O mês em que me tornei uma feminista peluda, por Melissa de Miranda


A Melissa de Miranda é uma grande amiga que eu ainda não conheci, uma daquelas pessoas com quem cruzamos pelo mundo virtual e nos encantamos pela sua inteligência, carisma e incrível capacidade de expressão. Ontem à noitinha ela publicou em seu facebook este texto que eu copio abaixo. Simplesmente INCRÍVEL. Vale a leitura, mesmo que você, leitora, nunca deixe de se depilar.

Este texto começa com a minha vergonha em compartilhar esta foto (abaixo). Minha relutância e pavor – independentemente de quantos artigos feministas já li ou escrevi. E então aquela voz que sussurra baixinho em minha consciência: mas não temos todas nós, mulheres adultas, pêlos?

E decidi: se compartilhar e escrever, talvez outra garota se sinta bem com o seu corpo.

Naturalmente a resposta é que sim. Temos. Mas, em termos de cultura, não. Não temos. Ou não em público, pelo menos. Antes que alguém me venha com a clássica – “cada um faz o que quer” –, já aviso que não é bem assim e vocês sabem que não.

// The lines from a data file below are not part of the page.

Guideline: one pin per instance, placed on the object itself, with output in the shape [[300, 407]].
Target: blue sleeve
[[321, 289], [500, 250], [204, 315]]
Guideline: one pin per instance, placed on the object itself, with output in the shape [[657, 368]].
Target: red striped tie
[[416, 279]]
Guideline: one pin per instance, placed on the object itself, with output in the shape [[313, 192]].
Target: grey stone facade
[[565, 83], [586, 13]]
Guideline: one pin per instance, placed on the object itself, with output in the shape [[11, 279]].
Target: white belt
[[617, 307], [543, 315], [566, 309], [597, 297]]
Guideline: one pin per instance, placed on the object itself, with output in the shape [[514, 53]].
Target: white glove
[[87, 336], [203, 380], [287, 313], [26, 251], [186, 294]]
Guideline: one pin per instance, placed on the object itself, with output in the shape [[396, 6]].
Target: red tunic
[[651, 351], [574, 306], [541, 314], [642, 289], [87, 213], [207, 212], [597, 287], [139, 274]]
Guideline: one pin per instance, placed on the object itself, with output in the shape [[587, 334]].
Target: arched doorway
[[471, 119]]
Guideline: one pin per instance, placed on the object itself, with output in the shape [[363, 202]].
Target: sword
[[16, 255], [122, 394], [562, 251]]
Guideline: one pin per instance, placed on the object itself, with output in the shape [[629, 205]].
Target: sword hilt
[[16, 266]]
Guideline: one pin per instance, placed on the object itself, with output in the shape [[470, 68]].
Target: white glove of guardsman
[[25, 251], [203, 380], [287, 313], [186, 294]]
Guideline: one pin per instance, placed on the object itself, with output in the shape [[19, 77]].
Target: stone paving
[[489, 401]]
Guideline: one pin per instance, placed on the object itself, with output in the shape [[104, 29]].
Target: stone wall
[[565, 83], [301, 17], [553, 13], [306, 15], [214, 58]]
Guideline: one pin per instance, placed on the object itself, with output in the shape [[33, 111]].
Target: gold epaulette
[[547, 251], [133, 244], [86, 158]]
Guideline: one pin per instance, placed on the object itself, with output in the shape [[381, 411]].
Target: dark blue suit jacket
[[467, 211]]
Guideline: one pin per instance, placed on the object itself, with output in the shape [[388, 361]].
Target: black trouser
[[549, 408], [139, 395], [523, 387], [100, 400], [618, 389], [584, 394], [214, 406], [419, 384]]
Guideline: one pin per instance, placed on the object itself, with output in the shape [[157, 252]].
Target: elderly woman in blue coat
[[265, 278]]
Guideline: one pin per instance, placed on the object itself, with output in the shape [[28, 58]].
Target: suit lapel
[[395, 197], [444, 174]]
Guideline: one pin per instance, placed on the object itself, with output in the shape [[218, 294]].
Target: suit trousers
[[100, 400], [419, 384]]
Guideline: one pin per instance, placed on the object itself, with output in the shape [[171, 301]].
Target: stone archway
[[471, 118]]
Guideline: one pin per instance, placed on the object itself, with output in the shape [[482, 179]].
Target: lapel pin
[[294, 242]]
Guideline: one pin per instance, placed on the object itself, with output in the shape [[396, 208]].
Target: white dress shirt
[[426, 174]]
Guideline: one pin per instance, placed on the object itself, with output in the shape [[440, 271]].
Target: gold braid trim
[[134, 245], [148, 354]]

Risadas, olhares de nojo e dedos apontados na rua nos dizem que não. Da forma mais grosseira e invasiva possível. Somos piadas para conhecidos, para a família, para estranhos. Eu posso atestar isso. De todas as formas que o meu feminismo incomoda as pessoas à minha volta (“você não vai ser aquelas loucas, chatas, né?”), a principal preocupação é se eu, pelo amor de Deus, vou continuar a me depilar. Porque manter os meus pêlos não é uma opção. Deixar os seus pêlos crescer, aí sim, é ultrapassar todos os limites do aceitável.

Que vergonha. Que horror.

O que me preocupa é que cada vez mais a feminilidade está associada ao que não é natural para as mulheres (todos os pêlos arrancados, a maquiagem o dia inteiro, o cheiro artificial comprado em farmácias). E o que é natural é voltado contra nós [1] – nossos pêlos são motivo de estresse e de vergonha; nossa menstruação é nojenta; nosso corpo pós-parto é grotesco. Quando Simone de Beauvoir disse que não nascemos mulheres e, sim, nos tornamos mulheres, duvido que ela pudesse previr o quão caro isto custaria no século 21. Isto é, semanalmente. Dos nossos bolsos, de todas nós.

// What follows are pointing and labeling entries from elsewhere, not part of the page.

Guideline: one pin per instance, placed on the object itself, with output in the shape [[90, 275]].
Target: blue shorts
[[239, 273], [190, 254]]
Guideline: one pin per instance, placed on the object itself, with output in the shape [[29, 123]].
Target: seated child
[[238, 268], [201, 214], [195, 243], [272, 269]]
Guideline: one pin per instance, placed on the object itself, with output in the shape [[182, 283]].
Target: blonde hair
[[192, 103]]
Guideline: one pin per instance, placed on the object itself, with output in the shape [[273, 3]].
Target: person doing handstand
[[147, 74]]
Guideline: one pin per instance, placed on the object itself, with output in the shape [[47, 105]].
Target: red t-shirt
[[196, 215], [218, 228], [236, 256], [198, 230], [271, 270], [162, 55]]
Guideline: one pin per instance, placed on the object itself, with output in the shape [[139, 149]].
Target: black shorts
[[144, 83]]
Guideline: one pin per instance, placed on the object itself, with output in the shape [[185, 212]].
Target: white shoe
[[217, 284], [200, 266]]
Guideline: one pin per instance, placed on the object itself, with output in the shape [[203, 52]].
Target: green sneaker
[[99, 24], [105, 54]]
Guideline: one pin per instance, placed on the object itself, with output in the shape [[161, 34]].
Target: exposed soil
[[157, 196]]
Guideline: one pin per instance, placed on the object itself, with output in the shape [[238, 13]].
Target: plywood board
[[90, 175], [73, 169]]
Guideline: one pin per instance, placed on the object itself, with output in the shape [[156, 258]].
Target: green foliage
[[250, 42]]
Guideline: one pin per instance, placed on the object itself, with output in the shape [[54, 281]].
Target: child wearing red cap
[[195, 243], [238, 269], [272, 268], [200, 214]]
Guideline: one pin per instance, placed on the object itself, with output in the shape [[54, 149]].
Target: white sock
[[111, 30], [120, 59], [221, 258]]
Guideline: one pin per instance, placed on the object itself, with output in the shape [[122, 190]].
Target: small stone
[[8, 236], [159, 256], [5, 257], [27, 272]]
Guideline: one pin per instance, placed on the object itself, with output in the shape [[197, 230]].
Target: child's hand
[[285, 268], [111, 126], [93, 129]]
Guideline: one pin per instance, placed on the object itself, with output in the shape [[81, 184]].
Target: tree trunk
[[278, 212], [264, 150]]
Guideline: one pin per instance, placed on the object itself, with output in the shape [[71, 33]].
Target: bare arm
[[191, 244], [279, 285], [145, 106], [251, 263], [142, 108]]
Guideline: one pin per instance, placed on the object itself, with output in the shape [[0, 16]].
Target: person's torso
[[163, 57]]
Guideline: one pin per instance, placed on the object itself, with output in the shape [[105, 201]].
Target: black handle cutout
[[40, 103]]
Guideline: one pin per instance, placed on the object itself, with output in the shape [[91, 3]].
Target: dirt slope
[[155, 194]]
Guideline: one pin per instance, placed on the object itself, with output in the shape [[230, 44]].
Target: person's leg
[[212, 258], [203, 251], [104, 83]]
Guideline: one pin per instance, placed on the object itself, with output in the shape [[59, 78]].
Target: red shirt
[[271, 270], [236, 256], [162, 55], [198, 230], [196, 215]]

A feminilidade não está associada a algo que temos naturalmente. Precisamos comprá-la, constantemente, e então mantê-la. Estou falando de procedimentos (no plural!) que gastam tempo e dinheiro, que nos causam dor, e cuja ausência muitas vezes nos impede de dormir com alguém, de vestir shorts no calor, entrar na piscina ou até de sair de casa. É algo semelhante ao que os homens vivenciam com a impossibilidade de manter-se em determinados empregos e deixar a barba crescer – o que vira sinônimo de desleixo e falta de higiene –, mas em demanda e proporções bem maiores.

Lembra quando vocês ficaram bravos com a moda metrossexual?

Pois são todos os nossos pêlos. Buço, axila, pernas, virilha, rosto, costas, barriga, braço. Junte isso à gordofobia e a uma cultura pesada de valorização feminina pela aparência [2] que já dura séculos e não me parece surpresa alguma o quão intensamente nos odiamos. Não ouvimos nenhuma dizer o contrário [3]. Somos, por natureza, um incômodo a nós mesmas. Temos dez vezes mais [4] distúrbios de alimentação, associados a autoimagem. O quádruplo [5] das tentativas de suicídio, ainda que os homens sejam três vezes mais bem-sucedidos neste campo. Isto são muitas (muitas!) mulheres.

Esta foi a primeira vez em 26 anos que deixei os meus pêlos crescerem e saí de casa sem escondê-los. Começou com uma campanha de saúde – a Armpits4August [6] –, mas se tornou uma jornada de leituras e mais leituras e novas experiências. Descobri coisas muito interessantes pelo caminho e gostaria de compartilhar algumas:

A – AO CONTRÁRIO DO QUE TE DISSERAM, É MAIS HIGIÊNICO!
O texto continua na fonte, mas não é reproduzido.